Rex v. Tovrea

148 P.3d 465, 2006 Colo. App. LEXIS 1822
CourtColorado Court of Appeals
DecidedOctober 19, 2006
DocketNo. 05CA1189
StatusPublished
Cited by1 cases

This text of 148 P.3d 465 (Rex v. Tovrea) is published on Counsel Stack Legal Research, covering Colorado Court of Appeals primary law. Counsel Stack provides free access to over 12 million legal documents including statutes, case law, regulations, and constitutions.

Bluebook
Rex v. Tovrea, 148 P.3d 465, 2006 Colo. App. LEXIS 1822 (Colo. Ct. App. 2006).

Opinion

Opinion by

Judge BERNARD.

In this formal testacy probate proceeding, Randall Rex (proponent), the proponent of a document alleged to be a will, appeals the trial court’s order finding decedent, Ronald Wiltfong, died intestate. We reverse and remand for further proceedings.

I. Background

The following facts are undisputed. Proponent and decedent were domestic partners for twenty years until decedent’s death. They lived together and intermingled most of their finances.

On proponent’s birthday in 2003, proponent and decedent celebrated with two friends. In the presence of the friends, decedent gave proponent a birthday card containing a typed letter decedent had signed. The letter expressed decedent’s wish that if anything, should ever happen to him, everything he owned should go to proponent. The letter also stated that proponent, their pets, and an aunt were his only family, and “everyone else is dead to me.” Decedent told proponent and the friends the letter represented his wishes.

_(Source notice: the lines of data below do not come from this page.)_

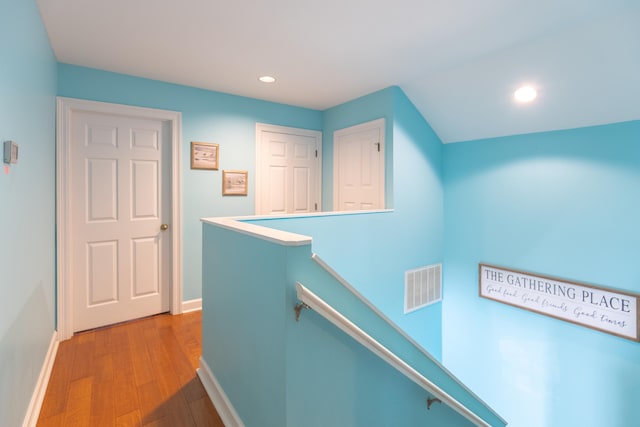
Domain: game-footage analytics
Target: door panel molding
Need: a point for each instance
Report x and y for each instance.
(365, 181)
(287, 171)
(65, 109)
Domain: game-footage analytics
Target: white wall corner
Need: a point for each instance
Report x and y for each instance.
(228, 414)
(192, 305)
(33, 411)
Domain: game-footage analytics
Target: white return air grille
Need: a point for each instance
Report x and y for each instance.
(422, 286)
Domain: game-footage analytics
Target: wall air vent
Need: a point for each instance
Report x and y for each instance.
(422, 286)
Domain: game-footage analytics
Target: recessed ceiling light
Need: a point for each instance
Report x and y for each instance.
(267, 79)
(525, 94)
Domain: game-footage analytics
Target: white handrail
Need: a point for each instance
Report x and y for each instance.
(325, 310)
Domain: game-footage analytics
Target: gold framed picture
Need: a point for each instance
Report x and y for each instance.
(235, 183)
(204, 155)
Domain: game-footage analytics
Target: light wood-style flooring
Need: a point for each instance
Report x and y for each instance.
(140, 373)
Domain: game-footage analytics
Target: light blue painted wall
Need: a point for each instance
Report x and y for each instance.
(374, 106)
(27, 191)
(372, 251)
(312, 373)
(206, 116)
(563, 204)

Decedent died from a heart attack the following year.

Proponent filed a petition to have the letter admitted to probate as decedent’s will. Margaret Tovrea (contestant), the mother of decedent’s three nephews who would be decedent’s heirs if he died intestate, objected to the petition.

The trial court ruled the letter was not a will because it did not meet the requirements of § 15-11-503(2), C.R.S.2006, and therefore the nephews would take decedent’s estate by intestate succession. This appeal followed.

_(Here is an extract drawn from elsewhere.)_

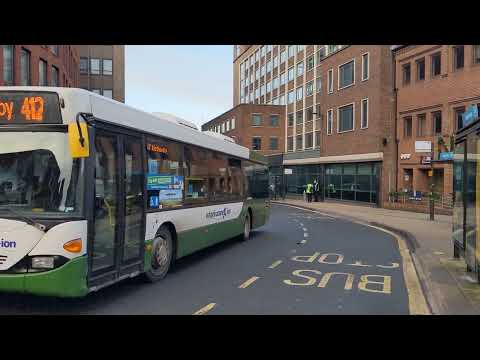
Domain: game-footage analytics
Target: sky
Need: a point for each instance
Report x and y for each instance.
(192, 82)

Proponent contends the trial court erred in concluding decedent did not intend the letter to be his will. We conclude that further proceedings are necessary to resolve this question.

II. General Principles

We apply the following general principles regarding testacy proceedings, execution of wills, holographic wills, standard of review, and burden of proof.

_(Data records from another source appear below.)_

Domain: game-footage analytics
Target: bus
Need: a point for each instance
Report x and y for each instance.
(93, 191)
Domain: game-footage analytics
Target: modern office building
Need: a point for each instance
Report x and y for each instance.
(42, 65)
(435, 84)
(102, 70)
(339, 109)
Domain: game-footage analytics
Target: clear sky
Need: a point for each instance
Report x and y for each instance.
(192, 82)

A. Formal Testacy Proceedings

Formal testacy proceedings to determine whether a decedent left a valid will are governed by statute. Section 15-12-401, et seq., C.R.S.2006. In contested cases, pro[467]*467ponents of a will have the burden of presenting prima facie evidence to show the will was duly executed. Once such evidence is presented, those contesting a will’s validity have the burden of proving by a preponderance of the evidence lack of testamentary capacity, undue influence, fraud, or the like. Section 15-12-407, C.R.S.2006; In re Estate of Romero, 126 P.3d 228 (Colo.App.2005).

B. Execution of Wills

The underlying purposes of the Colorado Probate Code (Code) are to simplify and clarify the law concerning the affairs of decedents; to discover and make effective the intent of decedents in distributing their property; and to promote a speedy and efficient system for settling estates of decedents and distributing their property to their successors. The Code is to be liberally construed and applied to promote these purposes. Section 15-10-102, UR.S.2006.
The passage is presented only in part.